Reliance was also placed on the decision of Punjab & Haryana High Court dated 9.12.2008 in the case of Commissioner of Income Tax Vs. Hero Cycles Ltd. However, this decision does not lay down any ratio which can be applied in the present case. The observations in the judgment that: “there is no doubt that payments made in the nature of penalty or fine for any wrongful act cannot be allowed as permissible deductions but mere label of the payment is not conclusive. Certain payments may be incidental to the business and have to be allowed on the test of ‘commercial expediency’, if no violation of law or public policy is involved. Where penalty is not for deliberate violation of law.” can at best be seen as passing remarks, obiter dicta but not ratio.

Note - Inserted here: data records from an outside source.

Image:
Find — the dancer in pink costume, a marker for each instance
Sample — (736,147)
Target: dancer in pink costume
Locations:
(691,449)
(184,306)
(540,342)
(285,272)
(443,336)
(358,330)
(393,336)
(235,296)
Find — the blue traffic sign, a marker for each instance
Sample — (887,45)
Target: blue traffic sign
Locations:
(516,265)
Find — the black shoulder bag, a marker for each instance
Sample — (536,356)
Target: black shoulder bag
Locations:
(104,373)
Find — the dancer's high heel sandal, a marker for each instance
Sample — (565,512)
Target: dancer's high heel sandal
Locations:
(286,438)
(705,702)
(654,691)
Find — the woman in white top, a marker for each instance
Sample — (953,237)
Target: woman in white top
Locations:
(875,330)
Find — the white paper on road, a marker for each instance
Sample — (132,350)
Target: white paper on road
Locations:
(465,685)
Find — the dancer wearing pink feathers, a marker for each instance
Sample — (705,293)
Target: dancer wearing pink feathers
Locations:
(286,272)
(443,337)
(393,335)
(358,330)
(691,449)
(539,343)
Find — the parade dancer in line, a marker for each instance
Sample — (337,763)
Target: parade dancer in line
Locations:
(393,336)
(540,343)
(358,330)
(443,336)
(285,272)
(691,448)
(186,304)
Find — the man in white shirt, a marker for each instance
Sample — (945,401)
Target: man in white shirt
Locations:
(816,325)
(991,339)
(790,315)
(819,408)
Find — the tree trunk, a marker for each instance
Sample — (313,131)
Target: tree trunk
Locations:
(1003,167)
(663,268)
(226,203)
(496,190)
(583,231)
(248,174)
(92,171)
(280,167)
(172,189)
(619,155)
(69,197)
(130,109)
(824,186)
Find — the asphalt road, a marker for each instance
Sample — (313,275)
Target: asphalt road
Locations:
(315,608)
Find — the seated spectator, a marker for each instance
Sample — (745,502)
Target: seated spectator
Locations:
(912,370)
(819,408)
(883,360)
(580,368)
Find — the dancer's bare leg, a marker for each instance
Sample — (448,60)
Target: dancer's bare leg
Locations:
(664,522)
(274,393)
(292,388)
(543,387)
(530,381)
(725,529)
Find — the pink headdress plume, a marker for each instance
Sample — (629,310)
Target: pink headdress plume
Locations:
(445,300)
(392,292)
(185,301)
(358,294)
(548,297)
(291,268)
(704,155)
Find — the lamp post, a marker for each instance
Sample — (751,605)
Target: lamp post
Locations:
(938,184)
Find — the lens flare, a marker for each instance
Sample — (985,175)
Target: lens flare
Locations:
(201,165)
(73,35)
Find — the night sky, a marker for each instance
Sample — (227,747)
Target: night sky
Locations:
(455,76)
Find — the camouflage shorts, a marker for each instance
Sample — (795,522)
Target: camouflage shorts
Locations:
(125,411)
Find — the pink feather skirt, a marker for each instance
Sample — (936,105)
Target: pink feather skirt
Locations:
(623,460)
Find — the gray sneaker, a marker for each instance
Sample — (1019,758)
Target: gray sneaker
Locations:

In the present case, the Tribunal, without proper justification or detailed examination of material on record, followed the line of logic adopted by this Court in the case of Pannalal (supra) whereas the facts as we have noticed squarely fall within the parameters of the decision of the Supreme Court in the case of Hazi Aziz (supra). The Assessing Officer had summoned the import licence holder M/s. Rajnikant Brothers whose representative had stated before the Assessing Officer that M.P. Gupta, the present assessee had imported almond by using the licence and that redemption fine of Rs. 75 lacs paid to the Madras Custom House was done by M.P. Gupta. All transactions were made by him and he was responsible for the fine. He stated clearly that as per the agreement, M/s. Rajnikant Brothers were only entitled to the service charges. Thus, there was ample evidence on record suggesting that the assessee had made imports through his direct involvement by using the import licence of M/s. Rajnikant Brothers and that M/s. Rajnikant Brothers merely received an agreed commission. The assessee cannot disassociate or divest himself from the irregularities or illegalities committed in the process of importing the goods. Thus, the penalty was for the infraction of law committed by the assessee. Under these circumstances, the question is answered in the negative i.e in favour of the Revenue and against the assessee. The impugned judgment of the Tribunal is set aside. Accordingly, the appeal is disposed of.
In view of the Revenue’s appeal being allowed, the question of releasing a sum of Rs. 1,90,50,000/- in favour of the respondent assessee would not arise. However, the very d spute with respect to the source of this amount is pending in Suit No. 445 of 2002 before the learned Single Judge. It will be open for the Revenue to file appropriate Motion before appropriate forum as may be advised for withdrawal of the amount.
In view of disposal of appeal, nothing survives in the Notice of Motion. The same is disposed of accordingly.